T-shirts only $10, badges only $3.50. Buy, buy, buy from DIY. Like hula-hoops in a disposable craze, another fast food fad to throw away… (with apologies to Anarchy For Sale by the Dead Kennedys)
So I finally come around to taking a look at The Edupunk’s Guide, well a PDF of it anyways, which seems to miss the whole point of edupunk, which at least one other critic seems to get. Sure, it’s like what Green Day or Blink 182 is to punk; palatable, accessible and easy for the mainstream to swallow, but with a hint of rebellion. We wouldn’t want to upset the status quo too much, would we? While the Edupunk Guide talks a lot about taking responsibility for one’s own education. In fact, taking responsibility for one’s education is something millions of people do on a daily basis. Whether it’s how to fix an excel spreadsheet at work, how to do a calculus equation at Khan Academy or connecting with a foreign language speaker over Skype, people do that already on their own. That’s not edupunk, that’s daily life. Of course, it wouldn’t be the first time someone made a career out of stating the obvious.
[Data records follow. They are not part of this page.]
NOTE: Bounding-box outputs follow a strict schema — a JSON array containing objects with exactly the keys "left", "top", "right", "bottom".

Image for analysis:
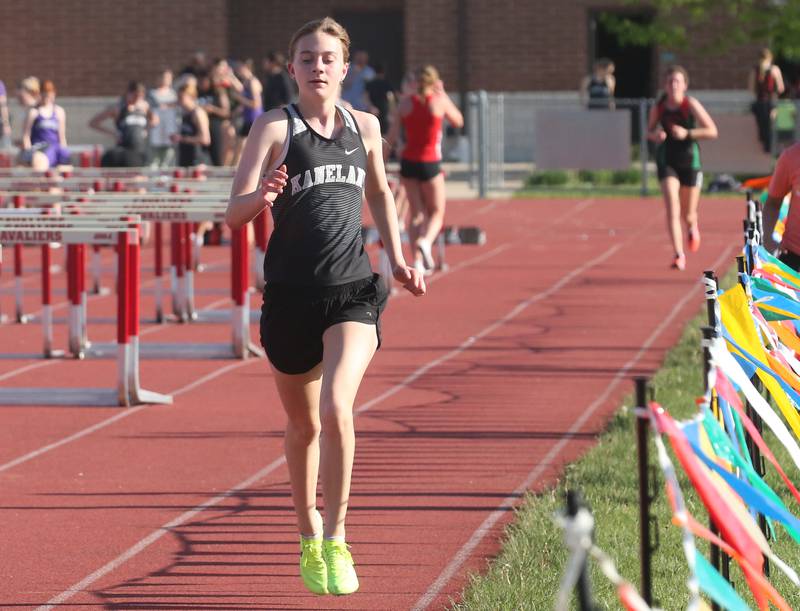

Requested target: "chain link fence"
[{"left": 464, "top": 91, "right": 800, "bottom": 196}]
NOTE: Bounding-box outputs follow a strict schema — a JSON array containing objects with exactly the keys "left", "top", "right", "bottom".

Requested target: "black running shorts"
[
  {"left": 238, "top": 120, "right": 254, "bottom": 137},
  {"left": 657, "top": 163, "right": 703, "bottom": 188},
  {"left": 259, "top": 273, "right": 389, "bottom": 374},
  {"left": 400, "top": 159, "right": 441, "bottom": 181}
]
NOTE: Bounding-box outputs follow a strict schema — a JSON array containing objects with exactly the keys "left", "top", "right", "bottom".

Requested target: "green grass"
[
  {"left": 449, "top": 268, "right": 800, "bottom": 610},
  {"left": 513, "top": 169, "right": 746, "bottom": 199}
]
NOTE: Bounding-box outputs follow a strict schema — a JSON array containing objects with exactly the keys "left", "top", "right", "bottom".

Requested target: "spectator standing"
[
  {"left": 91, "top": 81, "right": 156, "bottom": 167},
  {"left": 21, "top": 80, "right": 70, "bottom": 170},
  {"left": 14, "top": 77, "right": 41, "bottom": 153},
  {"left": 172, "top": 81, "right": 211, "bottom": 167},
  {"left": 148, "top": 68, "right": 178, "bottom": 167},
  {"left": 365, "top": 62, "right": 395, "bottom": 135},
  {"left": 197, "top": 68, "right": 231, "bottom": 166},
  {"left": 749, "top": 48, "right": 785, "bottom": 153},
  {"left": 580, "top": 58, "right": 616, "bottom": 110},
  {"left": 341, "top": 49, "right": 374, "bottom": 111},
  {"left": 0, "top": 79, "right": 10, "bottom": 150},
  {"left": 180, "top": 51, "right": 209, "bottom": 78},
  {"left": 261, "top": 51, "right": 295, "bottom": 111},
  {"left": 230, "top": 59, "right": 263, "bottom": 164}
]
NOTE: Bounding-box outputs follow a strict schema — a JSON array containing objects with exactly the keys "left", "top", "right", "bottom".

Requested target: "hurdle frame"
[{"left": 0, "top": 223, "right": 171, "bottom": 406}]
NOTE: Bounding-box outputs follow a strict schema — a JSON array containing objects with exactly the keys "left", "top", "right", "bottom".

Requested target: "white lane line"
[
  {"left": 0, "top": 359, "right": 258, "bottom": 476},
  {"left": 363, "top": 241, "right": 623, "bottom": 413},
  {"left": 391, "top": 244, "right": 513, "bottom": 302},
  {"left": 0, "top": 360, "right": 55, "bottom": 382},
  {"left": 35, "top": 239, "right": 625, "bottom": 609},
  {"left": 392, "top": 197, "right": 594, "bottom": 300},
  {"left": 0, "top": 238, "right": 501, "bottom": 473},
  {"left": 0, "top": 235, "right": 503, "bottom": 473},
  {"left": 35, "top": 454, "right": 286, "bottom": 611},
  {"left": 410, "top": 243, "right": 738, "bottom": 611}
]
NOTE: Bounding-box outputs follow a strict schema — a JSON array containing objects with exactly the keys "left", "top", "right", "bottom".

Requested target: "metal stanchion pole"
[
  {"left": 635, "top": 377, "right": 653, "bottom": 605},
  {"left": 478, "top": 90, "right": 488, "bottom": 199},
  {"left": 639, "top": 98, "right": 649, "bottom": 197}
]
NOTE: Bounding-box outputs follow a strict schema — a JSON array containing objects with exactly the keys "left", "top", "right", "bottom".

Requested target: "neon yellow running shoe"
[
  {"left": 300, "top": 536, "right": 328, "bottom": 595},
  {"left": 323, "top": 539, "right": 359, "bottom": 595}
]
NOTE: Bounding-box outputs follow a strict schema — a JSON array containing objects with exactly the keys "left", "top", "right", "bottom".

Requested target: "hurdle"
[
  {"left": 0, "top": 211, "right": 145, "bottom": 358},
  {"left": 5, "top": 192, "right": 231, "bottom": 324},
  {"left": 63, "top": 201, "right": 229, "bottom": 324},
  {"left": 3, "top": 191, "right": 260, "bottom": 359},
  {"left": 57, "top": 202, "right": 259, "bottom": 360},
  {"left": 361, "top": 224, "right": 487, "bottom": 271},
  {"left": 0, "top": 221, "right": 171, "bottom": 406}
]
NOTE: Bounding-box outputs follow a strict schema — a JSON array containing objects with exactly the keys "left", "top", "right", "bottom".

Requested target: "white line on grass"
[
  {"left": 410, "top": 243, "right": 738, "bottom": 610},
  {"left": 35, "top": 239, "right": 624, "bottom": 610}
]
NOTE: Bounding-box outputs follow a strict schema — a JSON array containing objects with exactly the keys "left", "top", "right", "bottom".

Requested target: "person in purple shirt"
[
  {"left": 0, "top": 80, "right": 10, "bottom": 150},
  {"left": 21, "top": 79, "right": 70, "bottom": 170},
  {"left": 230, "top": 59, "right": 263, "bottom": 165}
]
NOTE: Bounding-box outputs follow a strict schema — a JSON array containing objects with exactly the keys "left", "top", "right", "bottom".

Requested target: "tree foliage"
[{"left": 600, "top": 0, "right": 800, "bottom": 60}]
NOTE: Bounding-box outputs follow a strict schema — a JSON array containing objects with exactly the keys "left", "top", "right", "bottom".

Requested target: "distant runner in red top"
[{"left": 387, "top": 65, "right": 463, "bottom": 274}]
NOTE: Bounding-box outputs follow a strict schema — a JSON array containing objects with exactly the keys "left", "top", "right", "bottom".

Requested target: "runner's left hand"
[{"left": 393, "top": 264, "right": 426, "bottom": 296}]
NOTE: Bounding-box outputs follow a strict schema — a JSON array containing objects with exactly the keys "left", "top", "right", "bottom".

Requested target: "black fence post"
[{"left": 635, "top": 377, "right": 653, "bottom": 605}]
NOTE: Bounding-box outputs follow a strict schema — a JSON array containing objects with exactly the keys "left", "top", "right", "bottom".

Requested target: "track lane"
[{"left": 0, "top": 197, "right": 742, "bottom": 609}]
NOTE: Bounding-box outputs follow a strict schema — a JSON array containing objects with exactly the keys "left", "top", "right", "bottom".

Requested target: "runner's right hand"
[{"left": 261, "top": 164, "right": 288, "bottom": 207}]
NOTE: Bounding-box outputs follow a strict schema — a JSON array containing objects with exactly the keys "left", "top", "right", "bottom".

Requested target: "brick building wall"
[
  {"left": 0, "top": 0, "right": 765, "bottom": 96},
  {"left": 0, "top": 0, "right": 228, "bottom": 95}
]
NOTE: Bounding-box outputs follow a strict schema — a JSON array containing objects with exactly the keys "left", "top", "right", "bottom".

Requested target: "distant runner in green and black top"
[{"left": 647, "top": 65, "right": 717, "bottom": 271}]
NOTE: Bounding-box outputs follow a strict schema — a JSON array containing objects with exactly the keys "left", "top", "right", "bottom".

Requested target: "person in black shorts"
[
  {"left": 647, "top": 65, "right": 717, "bottom": 271},
  {"left": 749, "top": 48, "right": 785, "bottom": 153},
  {"left": 172, "top": 81, "right": 211, "bottom": 167},
  {"left": 90, "top": 81, "right": 156, "bottom": 167},
  {"left": 386, "top": 66, "right": 463, "bottom": 274},
  {"left": 226, "top": 16, "right": 425, "bottom": 597},
  {"left": 365, "top": 62, "right": 395, "bottom": 135}
]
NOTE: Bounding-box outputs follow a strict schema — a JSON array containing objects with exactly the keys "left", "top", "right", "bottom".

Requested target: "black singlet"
[
  {"left": 264, "top": 104, "right": 372, "bottom": 287},
  {"left": 587, "top": 76, "right": 611, "bottom": 109},
  {"left": 177, "top": 108, "right": 204, "bottom": 167},
  {"left": 755, "top": 65, "right": 777, "bottom": 102},
  {"left": 117, "top": 105, "right": 148, "bottom": 152},
  {"left": 654, "top": 94, "right": 700, "bottom": 171}
]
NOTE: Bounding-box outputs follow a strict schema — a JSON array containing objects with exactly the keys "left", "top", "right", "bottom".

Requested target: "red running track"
[{"left": 0, "top": 196, "right": 741, "bottom": 610}]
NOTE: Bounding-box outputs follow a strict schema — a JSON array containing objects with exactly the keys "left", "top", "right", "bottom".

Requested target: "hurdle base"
[
  {"left": 131, "top": 387, "right": 173, "bottom": 405},
  {"left": 85, "top": 341, "right": 257, "bottom": 360},
  {"left": 0, "top": 388, "right": 121, "bottom": 406},
  {"left": 193, "top": 309, "right": 260, "bottom": 324}
]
Where the edupunk moniker really holds weight (with me) is that it accepts an idea that a course (but could extend to a program of study or less than that too) can be done differently than what has already been done. It’s a good primer, missing a lot of the “so what” moments and crucially missing that the majority of the world is already past it. And that’s where Edupunk (with a capital E) Guide sort of falls down. Really, it’s too late. Missed the boat. Jumped the shark? Maybe.
It’s already 1978 in edupunk. The Sex Pistols have broken up, Jim Groom’s now in PIL. Sid’s dead.
Don’t worry, 1978’s not all bad. Ramones put out Road To Ruin. Two of my most influential records were released Crass – Feeding of the 5000 LP and Black Flag – Nervous Breakdown 7″ EP.